Als ein gewisser Museumsdirektor dann behauptete, er hätte keine meiner Leistungen je erworben, disqualifizierte sich nun der Hehler auch zum Lügner.  
Wohlwissend, dass er mir seinen Kaufvertrag nicht zeigen muss. (siehe 1. Anlage 13 v. 01.11.2012)

Als ein gewisser Museumsdirektor mir Geld angeboten hatte, für eine Leistung die er nie erworben hatte, disqualifizierte sich der Hehler und Lügner nun auch noch zum Betrüger
Wohlwissend, dass er mir seinen Kaufvertrag nicht zeigen muss. (siehe 2. Anlage 14 v. 12.12.2012)
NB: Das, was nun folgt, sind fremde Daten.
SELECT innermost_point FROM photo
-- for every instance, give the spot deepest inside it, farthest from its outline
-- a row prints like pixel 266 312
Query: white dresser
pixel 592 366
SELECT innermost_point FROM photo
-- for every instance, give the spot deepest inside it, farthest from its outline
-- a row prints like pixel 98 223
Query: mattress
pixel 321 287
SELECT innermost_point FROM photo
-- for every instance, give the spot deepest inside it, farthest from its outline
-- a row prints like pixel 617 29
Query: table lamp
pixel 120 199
Als ein gewisser Museumsdirektor mich aufforderte, bedingungslos seinen Vorstellungen von einer "einvernehmlichen Einigung"  Folge zu leisten, an sonst wird er die Verhandlungen abbrechen und wie im Schreiben vom 12.12.2012 letzter Absatz angedroht, das komplette DDR Postkarten Museum plagiieren.
Mit dieser Androhung disqualifizierte sich der Hehler, Lügner und Betrüger nun auch noch zum Erpresser.
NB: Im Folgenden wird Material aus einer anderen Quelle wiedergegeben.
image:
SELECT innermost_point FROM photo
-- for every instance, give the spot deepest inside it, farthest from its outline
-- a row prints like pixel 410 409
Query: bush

Wohlwissend, dass er mir seinen Kaufvertrag nicht zeigen muss. (siehe 3. Anlage 15 v. 16.01.2013)

Als ein gewisser Museumsdirektor nach 8 Monaten mir seinen Kaufvertrag offenbaren musste, dachte
jener Hehler, Lügner, Betrüger, Erpresser  und Museumsdirektor nun zur Tagesordnung übergehen zu können.
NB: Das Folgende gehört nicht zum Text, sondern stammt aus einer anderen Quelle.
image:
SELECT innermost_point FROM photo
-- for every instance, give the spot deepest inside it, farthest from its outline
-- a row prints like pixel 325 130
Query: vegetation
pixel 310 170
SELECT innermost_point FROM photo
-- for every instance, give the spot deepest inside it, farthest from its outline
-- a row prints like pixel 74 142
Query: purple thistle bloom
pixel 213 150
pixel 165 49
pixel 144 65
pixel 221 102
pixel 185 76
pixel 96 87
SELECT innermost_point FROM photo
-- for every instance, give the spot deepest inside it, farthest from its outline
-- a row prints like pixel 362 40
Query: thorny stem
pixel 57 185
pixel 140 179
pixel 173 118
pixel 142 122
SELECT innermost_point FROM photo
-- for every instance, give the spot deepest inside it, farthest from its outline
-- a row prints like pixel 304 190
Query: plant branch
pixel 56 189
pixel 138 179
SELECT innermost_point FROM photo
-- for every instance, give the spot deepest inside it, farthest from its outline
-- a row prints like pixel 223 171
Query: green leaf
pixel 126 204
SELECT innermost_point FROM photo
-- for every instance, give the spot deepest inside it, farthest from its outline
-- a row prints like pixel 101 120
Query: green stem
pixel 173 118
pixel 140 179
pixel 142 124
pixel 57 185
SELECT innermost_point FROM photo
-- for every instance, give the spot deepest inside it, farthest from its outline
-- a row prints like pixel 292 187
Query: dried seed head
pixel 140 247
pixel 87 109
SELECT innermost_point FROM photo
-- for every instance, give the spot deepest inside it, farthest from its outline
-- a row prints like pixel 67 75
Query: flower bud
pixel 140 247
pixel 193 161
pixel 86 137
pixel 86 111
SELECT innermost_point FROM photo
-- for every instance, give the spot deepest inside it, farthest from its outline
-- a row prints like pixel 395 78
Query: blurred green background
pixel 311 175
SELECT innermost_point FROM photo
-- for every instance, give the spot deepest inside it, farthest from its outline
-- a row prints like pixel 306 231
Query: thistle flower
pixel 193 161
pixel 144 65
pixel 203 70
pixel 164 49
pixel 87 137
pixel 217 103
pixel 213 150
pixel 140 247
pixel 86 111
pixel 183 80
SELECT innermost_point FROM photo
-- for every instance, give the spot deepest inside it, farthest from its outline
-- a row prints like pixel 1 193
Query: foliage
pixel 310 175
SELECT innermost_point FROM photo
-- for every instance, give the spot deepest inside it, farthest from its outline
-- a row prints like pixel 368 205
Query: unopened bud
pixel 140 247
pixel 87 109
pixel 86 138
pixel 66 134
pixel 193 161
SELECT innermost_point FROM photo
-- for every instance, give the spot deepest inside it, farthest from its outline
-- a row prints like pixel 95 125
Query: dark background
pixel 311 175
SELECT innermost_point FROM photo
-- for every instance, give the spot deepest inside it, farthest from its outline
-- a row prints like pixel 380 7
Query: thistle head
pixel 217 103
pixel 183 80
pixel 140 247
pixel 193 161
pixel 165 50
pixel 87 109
(4. Anlage 16 v. 12.02.2013)

Sehr geehrte Leser, dieser Kaufvertrag zeigt Schwarz auf Weiß, dass jener fragwürdige und skrupellose Museumsdirektor unser komplettes DDR Postkarten Museum für 3.000 € erworben hat.
Selbstverständlich ohne Steuen für den Wahre/Geld-Transfer zu entrichten. (Siehe Kaufvertrag Punkt 2)
Die Verfahrensweise und der Wandel dieses einschlägig bekannten Museumsdirektors sind in den nachfolgenden Schreiben seines Anwaltes, einen gewissen fragwürdigen Dr. der Rechte, nachlesbar.
1. Anlage 13 - 225-12__ Schreiben v. 01.11.2012
2. Anlage 14 - 225-12__ Schreiben v. 12.12.2012
3. Anlage 15 - 225-12__ Schreiben v. 16.01.2013
4. Anlage 16 - 255-12 __Schreiben v. 12.02.2013
5. Anlage 18 - 03.06.2014 die Rückabwicklung lief mit dem Dieb unseres Museums ab.
6. Anlage 17 - 02.04.2014 Ankündigung einer "bedingungslosen Rückabwicklung" 
Letzten Endes ist das Problem durch einen Dr. der Rechte verschärft worden.
Aber alles im Auftrag und mit Billigung seines Herrn.
 
 
Es gibt sehr viele Leute und Gemeinschaften, die Ihren
Lebensunterhalt von ihrer schöpferischen Leistung bestreiten! 
„Und das ist gut so."
Kreativität lohnt sich!
Aber das Ergebnis darf nicht zur Beute Anderer werden!